El pájaro ladeó la cabeza, volvió a emitir un trino, esta vez muy sonoro y melódico, y se marchó, de pronto, batiendo alas. El verde de las plumas de su cola se fundió con el color de la selva.
—¿Cómo se habrá extraviado hasta aquí? —dijo una voz a espaldas de Elisa.
Sintiéndose culpable, Elisa se dio la vuelta bruscamente, dispuesta a explicar a toda prisa que no había descuidado su trabajo, pero Fritz, de todos modos, tampoco parecía tener intenciones de reprocharle nada.
—Era un colibrí —le explicó el joven—. Ojalá encuentre de nuevo el camino para salir de esta selva.

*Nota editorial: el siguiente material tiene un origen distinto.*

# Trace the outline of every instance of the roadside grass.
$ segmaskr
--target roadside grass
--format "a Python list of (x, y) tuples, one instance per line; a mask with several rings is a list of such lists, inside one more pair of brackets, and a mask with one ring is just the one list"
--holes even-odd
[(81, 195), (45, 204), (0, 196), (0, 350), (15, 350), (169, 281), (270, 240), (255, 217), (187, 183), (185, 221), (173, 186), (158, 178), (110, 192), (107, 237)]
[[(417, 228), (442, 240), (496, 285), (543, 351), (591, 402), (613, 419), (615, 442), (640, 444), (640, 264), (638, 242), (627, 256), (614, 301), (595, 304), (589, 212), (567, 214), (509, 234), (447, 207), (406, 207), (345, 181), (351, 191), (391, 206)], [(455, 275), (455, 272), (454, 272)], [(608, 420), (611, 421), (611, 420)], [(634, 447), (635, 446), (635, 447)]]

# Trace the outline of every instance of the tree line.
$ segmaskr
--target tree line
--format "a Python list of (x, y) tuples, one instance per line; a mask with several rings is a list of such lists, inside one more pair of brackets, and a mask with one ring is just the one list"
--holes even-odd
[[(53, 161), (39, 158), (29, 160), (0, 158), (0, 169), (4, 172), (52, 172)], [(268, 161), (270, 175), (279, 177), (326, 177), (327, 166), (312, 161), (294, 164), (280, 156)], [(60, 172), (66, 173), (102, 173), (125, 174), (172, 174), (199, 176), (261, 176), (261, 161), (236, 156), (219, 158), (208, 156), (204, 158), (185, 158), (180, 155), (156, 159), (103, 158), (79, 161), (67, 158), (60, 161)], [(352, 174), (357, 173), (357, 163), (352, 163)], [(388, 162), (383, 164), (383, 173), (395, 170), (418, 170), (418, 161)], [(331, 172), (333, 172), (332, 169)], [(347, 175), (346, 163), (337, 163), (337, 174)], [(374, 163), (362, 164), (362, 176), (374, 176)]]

La mirada de Elisa se posó en la flor de color violeta con forma de campana en la que el pájaro había metido el pico, y que, ahora que el ave se había marchado, parecía abandonada.
—No solo busca el néctar de las flores, sino que también devora los insectos que se esconden en ellas —siguió explicando Fritz.
Pocas veces ocurría que Fritz regalase sus conocimientos y menos veces aún ocurría que obsequiara ese saber sin que nadie le hubiese preguntado; un instante después, el joven dijo:
—Bueno, continuemos con el trabajo.
Elisa asintió. Fritz era el más aplicado de todos los trabajadores y Lukas solía ser el más callado; Poldi, por su parte, era el más holgazán. En el último año, el chico había pegado un gran estirón, ahora medía medio palmo más que ella y, desde lejos, parecía un hombre adulto. Sin embargo, su carita de niño, con su nariz respingona, sus ojos azules y curiosos y sus pecas, no encajaba muy bien ni con su estatura ni con la fuerza de que estaba dotado, la cual tampoco solía demostrar con demasiada frecuencia.
No obstante, cada vez que tardaban en regresar del trabajo en el bosque, Christine se abalanzaba primero sobre él soltando un suspiro de alivio, y lo abrazaba durante mucho más tiempo. No era que aquella mujer ya no pudiera mostrarse severa. Solía repartir bofetadas con la misma facilidad de siempre, tanto a las niñas pequeñas como a los varones, de mayor edad. Pero lo que para Elisa había estado oculto durante la travesía en el barco se revelaba aquí cada día: Poldi era el hijo que su madre más quería. Esta separaba para él la mejor porción de pan y también le aplicaba ungüentos sobre las manos agrietadas. Las manos de Fritz, en cambio, estaban llenas de callos desde hacía tiempo, pero él jamás disfrutaba de tales cuidados. Y aunque nunca se quejaba de dolores y había que conocerlo muy bien para notar en su expresión impenetrable la manifestación de algún sentimiento, Elisa sí que notaba cómo sus labios se torcían en un gesto de decepción cuando su madre le dedicaba aquellos cuidados especiales a su hermano Poldi y no a él.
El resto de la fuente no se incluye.